La pratique réflexive en éducation physique.
Entretien avec Philippe Perrenoud

Notre métier, aventure ou routine ?

Propos recueillis par Nicola Bignasca et Marcel Favre

Mobile : Les enseignants d'EP et les entraîneurs sont des hommes et des femmes d'action. Comment leur expliquez-vous l'importance d'une réflexion ciblée sur leur pratique ?

Ph. Perrenoud : Même l'être le plus activiste se regarde de temps en temps agir et se pose des questions. Non pour " se prendre la tête ", tout simplement pour agir plus efficacement, judicieusement, économiquement. Les athlètes de haut niveau ne cessent de s'observer, de quêter le feed-back critique de leur coach, de travailler leurs gestes à partir de la vidéo. Pourquoi les enseignants n'en feraient-ils pas autant, eux donc l'activité est au moins aussi complexe et exigeante ?

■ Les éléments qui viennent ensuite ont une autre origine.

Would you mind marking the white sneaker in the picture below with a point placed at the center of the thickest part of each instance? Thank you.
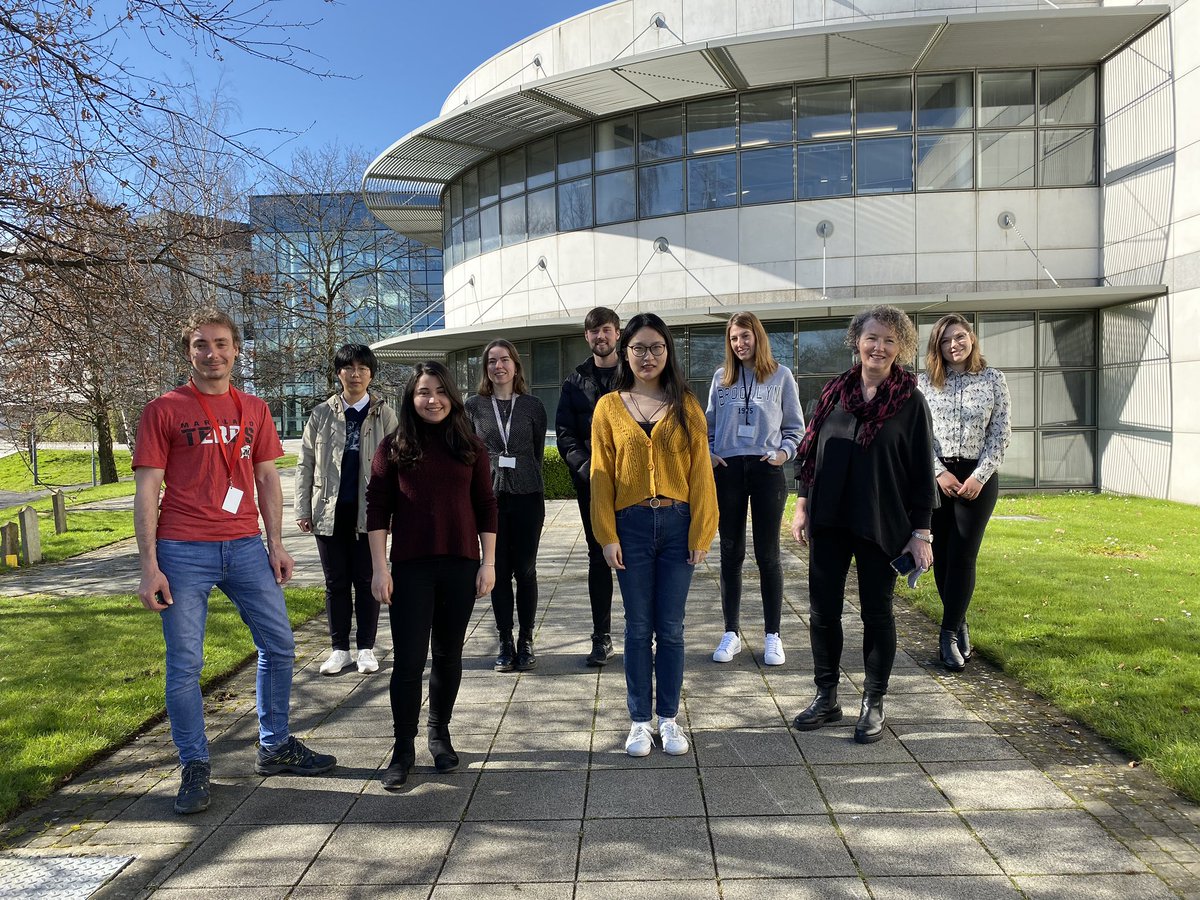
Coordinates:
(729, 647)
(675, 743)
(773, 651)
(336, 661)
(367, 663)
(641, 739)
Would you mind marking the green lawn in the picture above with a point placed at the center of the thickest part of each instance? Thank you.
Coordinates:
(84, 675)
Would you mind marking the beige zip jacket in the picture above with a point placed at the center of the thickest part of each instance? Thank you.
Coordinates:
(319, 468)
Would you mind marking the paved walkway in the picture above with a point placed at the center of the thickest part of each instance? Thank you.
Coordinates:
(978, 790)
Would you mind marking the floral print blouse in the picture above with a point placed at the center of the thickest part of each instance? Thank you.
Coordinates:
(971, 419)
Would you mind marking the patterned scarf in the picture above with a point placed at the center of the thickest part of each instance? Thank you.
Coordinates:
(847, 390)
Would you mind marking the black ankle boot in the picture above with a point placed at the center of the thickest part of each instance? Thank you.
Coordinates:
(821, 711)
(948, 651)
(507, 659)
(444, 756)
(870, 721)
(403, 757)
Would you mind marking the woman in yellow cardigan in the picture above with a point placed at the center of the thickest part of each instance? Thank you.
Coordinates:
(654, 513)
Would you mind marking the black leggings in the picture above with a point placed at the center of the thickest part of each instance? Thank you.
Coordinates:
(749, 481)
(517, 535)
(958, 528)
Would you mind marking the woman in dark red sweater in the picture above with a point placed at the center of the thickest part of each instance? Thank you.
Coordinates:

La réflexion sur l'action n'est pas une fin en soi, elle est alimentée par la confrontation entre un projet et la résistance du réel. Le praticien réfléchit parce qu'il n'atteint pas son but ou 'est pas satisfait du niveau de son niveau de maîtrise. À tâches et compétences égales, le niveau d'aspiration fait la différence. C'est pourquoi les pratiques artistiques et sportives, qui poussent à se dépasser, à se renouveler, à repousser ses limites, sont plus propices à la pratique réflexive qu'une activité de routine. Il reste à savoir si l'on conçoit son métier d'enseignant comme une aventure ou une routine ! A l'intérieur du même métier, à conditions de travail comparables, la pratique réflexive est l'indice d'un rapport critique et exigeant à son travail. Au-delà du mandat !

 

Mobile : Qu'est-ce qui caractérise un bon praticien réflexif ?

Ph. Perrenoud : Il importe de dire d’abord qu’un bon praticien, dans n’importe quel domaine complexe, est inévitablement un praticien réflexif. Ce qui ne veut pas dire que tout praticien réflexif est ipso facto excellent. La capacité de réfléchir sur son action est une condition nécessaire, elle ne dispense pas d’acquérir des connaissances, des compétences, des habiletés.

Quant à savoir ce qui caractérise un " bon " praticien réflexif… Votre question suggère qu’il y en a de bons et de moins bons. Sans doute peut-on s’y prendre de façon plus ou moins convaincante. Un " bon " praticien réflexif dans l’analyse de ses actes et des contraintes de la situation, manifeste une grande perspicacité. Elle est liée à sa lucidité, à sa capacité d’auto-observation, mais aussi aux modèles " théoriques " qu’il mobilise pour comparer, expliquer, anticiper.

Souvent, il s’agit de prendre conscience de postures, d’attitudes, de gestes qu’on n’adopte pas délibérément, qu’il faut mettre en mot, faire passer du " préréfléchi ", de l’inconscient pratique à la représentation expliciter. Sans pour autant rationaliser à l’excès ce qui ne peut pas l’être ! Un bon praticien réflexif sait qu'une partie de son action lui échappe, qu'il faut un travail de prise de conscience.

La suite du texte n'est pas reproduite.